1. design needs artifacts

if the only design input is a paragraph in a prompt, the implementation agent will reinterpret it however it likes the second it encounters friction.

you need files.

design-brief.md
DESIGN.md
component-rules.md
anti-patterns.md
ux-flows.md
state-inventory.md
page-structure.md

once the system has to answer to concrete rules instead of a hazy aspiration, the excuses get thinner.

2. design needs separation

the same brain cannot invent the aesthetic and excuse its erosion in code. that is how mediocrity launders itself into “good enough.”

design and implementation are different kinds of judgment.

engineers hate hearing this because they prefer one-loop control. but if the output keeps coming back as tasteful sludge, maybe one-loop control is the problem.

3. design needs a veto

this is the one most people skip because they want harmony. harmony is how you ship the wrong thing faster.

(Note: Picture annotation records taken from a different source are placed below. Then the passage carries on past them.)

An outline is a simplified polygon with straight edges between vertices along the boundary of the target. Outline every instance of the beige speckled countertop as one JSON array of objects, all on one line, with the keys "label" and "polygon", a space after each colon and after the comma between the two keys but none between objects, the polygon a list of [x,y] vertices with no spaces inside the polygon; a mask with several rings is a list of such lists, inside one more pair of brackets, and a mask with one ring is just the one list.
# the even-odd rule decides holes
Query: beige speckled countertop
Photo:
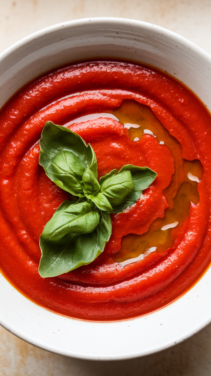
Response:
[{"label": "beige speckled countertop", "polygon": [[[211,53],[211,0],[0,0],[0,52],[54,24],[103,16],[134,18],[163,26]],[[112,362],[82,361],[52,354],[0,327],[0,376],[61,375],[210,376],[211,324],[162,352]]]}]

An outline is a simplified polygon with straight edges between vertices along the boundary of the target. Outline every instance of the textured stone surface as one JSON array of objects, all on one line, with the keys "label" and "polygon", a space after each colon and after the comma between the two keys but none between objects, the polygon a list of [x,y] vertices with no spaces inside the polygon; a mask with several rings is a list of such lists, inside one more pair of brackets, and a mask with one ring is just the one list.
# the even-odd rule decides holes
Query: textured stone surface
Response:
[{"label": "textured stone surface", "polygon": [[[54,24],[112,17],[152,23],[211,53],[210,0],[0,0],[0,52]],[[0,376],[209,376],[211,324],[174,347],[138,359],[99,362],[34,347],[0,327]]]}]

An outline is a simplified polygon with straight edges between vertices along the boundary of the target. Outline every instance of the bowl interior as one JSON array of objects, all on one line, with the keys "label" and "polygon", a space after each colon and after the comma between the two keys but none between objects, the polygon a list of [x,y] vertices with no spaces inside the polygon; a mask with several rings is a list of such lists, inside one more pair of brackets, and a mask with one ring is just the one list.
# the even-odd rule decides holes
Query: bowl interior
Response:
[{"label": "bowl interior", "polygon": [[[211,110],[211,57],[182,37],[146,23],[119,18],[77,20],[35,33],[0,56],[0,107],[23,85],[68,63],[97,58],[157,67],[182,82]],[[23,339],[58,353],[86,359],[128,359],[159,351],[211,321],[211,270],[182,297],[145,317],[89,322],[36,305],[1,276],[0,322]]]}]

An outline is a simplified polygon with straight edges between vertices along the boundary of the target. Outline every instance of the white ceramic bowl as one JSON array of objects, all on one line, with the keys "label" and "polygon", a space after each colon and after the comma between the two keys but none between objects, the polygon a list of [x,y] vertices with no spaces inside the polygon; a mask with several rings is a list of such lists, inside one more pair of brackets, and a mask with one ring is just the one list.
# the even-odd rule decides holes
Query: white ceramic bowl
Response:
[{"label": "white ceramic bowl", "polygon": [[[18,89],[61,65],[100,58],[134,59],[175,76],[211,110],[211,56],[162,27],[115,18],[79,20],[47,27],[0,55],[0,107]],[[84,359],[129,359],[173,346],[211,321],[211,268],[187,293],[145,317],[114,322],[68,318],[30,302],[0,278],[0,323],[33,344]]]}]

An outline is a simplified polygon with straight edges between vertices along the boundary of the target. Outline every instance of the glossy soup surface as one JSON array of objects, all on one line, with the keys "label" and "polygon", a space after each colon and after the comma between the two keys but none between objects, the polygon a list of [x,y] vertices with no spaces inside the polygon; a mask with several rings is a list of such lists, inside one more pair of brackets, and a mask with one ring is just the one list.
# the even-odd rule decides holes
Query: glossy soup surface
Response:
[{"label": "glossy soup surface", "polygon": [[[111,215],[111,238],[93,262],[43,278],[40,234],[71,199],[39,165],[48,120],[90,143],[99,179],[129,164],[158,175],[135,204]],[[177,299],[207,268],[211,118],[182,83],[145,66],[83,63],[23,89],[2,110],[0,123],[0,268],[31,300],[70,317],[123,319]]]}]

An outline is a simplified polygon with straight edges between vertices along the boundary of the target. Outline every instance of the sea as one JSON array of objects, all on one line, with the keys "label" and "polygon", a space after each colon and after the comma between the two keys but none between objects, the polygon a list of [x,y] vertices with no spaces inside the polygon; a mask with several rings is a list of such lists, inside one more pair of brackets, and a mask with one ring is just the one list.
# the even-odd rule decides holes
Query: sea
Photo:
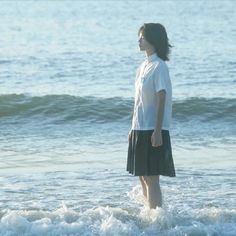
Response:
[{"label": "sea", "polygon": [[[235,236],[236,1],[0,1],[0,236]],[[138,30],[171,49],[176,177],[126,171]]]}]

if a reviewer cannot say fail, the review is decorative.

and if the implementation loop does not restart from that failure, the whole workflow is just premium-flavored self-delusion.

the bigger point

people keep asking how to make agents “have better taste.” i think that question is mostly wrong.

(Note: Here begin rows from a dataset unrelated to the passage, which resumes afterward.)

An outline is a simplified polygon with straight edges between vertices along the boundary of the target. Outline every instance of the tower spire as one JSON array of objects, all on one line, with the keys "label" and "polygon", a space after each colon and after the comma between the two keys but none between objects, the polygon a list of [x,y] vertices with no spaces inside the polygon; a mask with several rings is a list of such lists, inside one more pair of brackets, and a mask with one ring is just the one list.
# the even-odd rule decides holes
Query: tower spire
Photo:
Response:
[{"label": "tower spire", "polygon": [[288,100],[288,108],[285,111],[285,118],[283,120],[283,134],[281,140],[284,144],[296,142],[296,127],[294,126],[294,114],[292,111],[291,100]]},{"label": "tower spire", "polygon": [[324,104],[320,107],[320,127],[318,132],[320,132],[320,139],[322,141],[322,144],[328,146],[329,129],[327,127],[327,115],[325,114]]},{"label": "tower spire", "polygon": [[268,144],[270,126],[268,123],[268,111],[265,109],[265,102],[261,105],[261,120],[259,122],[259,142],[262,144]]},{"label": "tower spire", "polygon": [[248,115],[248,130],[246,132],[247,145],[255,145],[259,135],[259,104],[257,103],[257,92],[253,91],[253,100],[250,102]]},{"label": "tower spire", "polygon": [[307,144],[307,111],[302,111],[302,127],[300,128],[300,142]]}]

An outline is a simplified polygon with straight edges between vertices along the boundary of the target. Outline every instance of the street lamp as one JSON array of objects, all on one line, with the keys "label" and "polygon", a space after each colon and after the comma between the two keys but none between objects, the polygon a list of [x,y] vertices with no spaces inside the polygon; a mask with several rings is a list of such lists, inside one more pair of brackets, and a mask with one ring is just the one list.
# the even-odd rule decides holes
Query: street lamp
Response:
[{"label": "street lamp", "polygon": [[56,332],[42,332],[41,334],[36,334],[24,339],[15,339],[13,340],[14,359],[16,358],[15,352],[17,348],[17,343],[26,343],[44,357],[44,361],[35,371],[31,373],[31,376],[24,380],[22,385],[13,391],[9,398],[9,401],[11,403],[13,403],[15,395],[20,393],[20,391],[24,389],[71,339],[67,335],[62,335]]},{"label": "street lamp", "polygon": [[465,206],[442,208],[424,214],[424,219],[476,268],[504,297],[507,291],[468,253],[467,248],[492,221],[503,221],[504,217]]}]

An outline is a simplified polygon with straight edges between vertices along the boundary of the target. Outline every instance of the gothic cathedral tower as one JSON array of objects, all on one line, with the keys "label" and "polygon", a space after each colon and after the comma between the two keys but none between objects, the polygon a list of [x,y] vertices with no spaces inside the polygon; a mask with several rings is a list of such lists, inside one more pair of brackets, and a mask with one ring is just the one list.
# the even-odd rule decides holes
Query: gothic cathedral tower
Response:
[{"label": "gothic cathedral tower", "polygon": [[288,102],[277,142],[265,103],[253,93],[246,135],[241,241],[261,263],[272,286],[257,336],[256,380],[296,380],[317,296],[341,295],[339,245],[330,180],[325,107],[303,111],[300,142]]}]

you do not get durable quality by hoping the machine becomes an art director through exposure therapy. you get it by building a process where weak design cannot sneak through unchecked.

that means:

explicit design authority
explicit UX authority
explicit anti-patterns
explicit review criteria
explicit fail states

in other words, governance.

this sounds less romantic than “give the model a cooler system prompt,” but romance is how you end up with another interface made of rounded black cards and vague cyber-language.

the uncomfortable truth

most bad agent UI is not bad because the model lacks references.

it is bad because the workflow lets engineering eat the room.

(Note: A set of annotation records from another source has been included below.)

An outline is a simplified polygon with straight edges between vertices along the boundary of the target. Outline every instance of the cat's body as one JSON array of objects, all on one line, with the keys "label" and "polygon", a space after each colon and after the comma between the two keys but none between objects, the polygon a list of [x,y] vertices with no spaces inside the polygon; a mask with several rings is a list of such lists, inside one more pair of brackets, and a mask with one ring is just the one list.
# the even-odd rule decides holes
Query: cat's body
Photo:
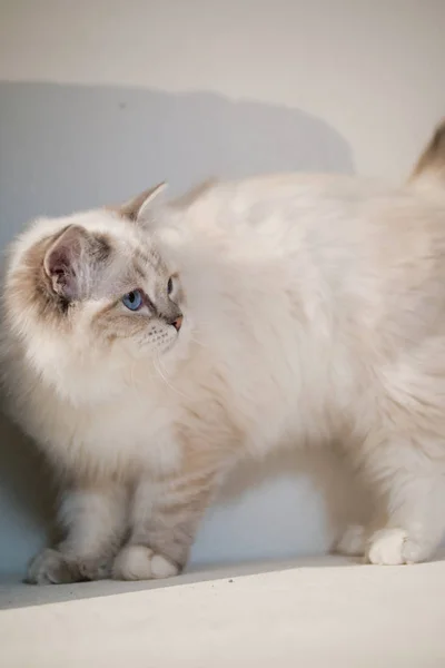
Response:
[{"label": "cat's body", "polygon": [[[67,539],[31,581],[174,574],[240,458],[333,440],[384,502],[343,549],[428,558],[445,528],[445,197],[295,175],[139,217],[38,224],[12,253],[7,383],[67,491]],[[145,320],[119,303],[136,288]]]}]

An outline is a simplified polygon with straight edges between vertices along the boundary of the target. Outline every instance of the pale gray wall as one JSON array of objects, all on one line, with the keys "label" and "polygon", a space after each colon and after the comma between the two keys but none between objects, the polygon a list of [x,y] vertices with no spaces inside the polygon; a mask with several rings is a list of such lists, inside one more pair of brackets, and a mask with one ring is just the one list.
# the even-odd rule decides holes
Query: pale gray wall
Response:
[{"label": "pale gray wall", "polygon": [[[319,119],[208,92],[3,82],[0,146],[3,245],[33,216],[119,202],[164,178],[180,191],[208,175],[353,169],[346,141]],[[52,499],[32,446],[12,431],[2,433],[1,458],[0,570],[22,570]],[[194,560],[324,549],[323,507],[297,477],[295,458],[238,472],[209,513]]]},{"label": "pale gray wall", "polygon": [[[445,110],[444,24],[441,0],[0,0],[0,246],[30,217],[164,178],[400,180]],[[1,426],[0,572],[23,571],[51,502],[33,448]],[[194,560],[319,552],[357,509],[327,454],[246,464]]]}]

engineering is excellent at making the thing exist. it is terrible at noticing when the thing feels dead while still technically working. if you do not separate those powers, the implementation instinct wins every time.

and the implementation instinct is conservative as hell.

where this goes next

i packaged the design-subagent workflow into a reusable skill so the roles, prompt generation, artifact contract, and review loop can be reused on future projects. the real test is not a one-off pass. the real test is whether the workflow keeps forcing drift into the open across very different products.

that is the only benchmark i care about.

not whether the agent can occasionally luck into a sharp interface.

whether the process can reliably prevent the dumbest design regressions before they ship.

because that is the whole game.

if you want design quality from agents, stop treating design like seasoning sprinkled on top of implementation. give it teeth.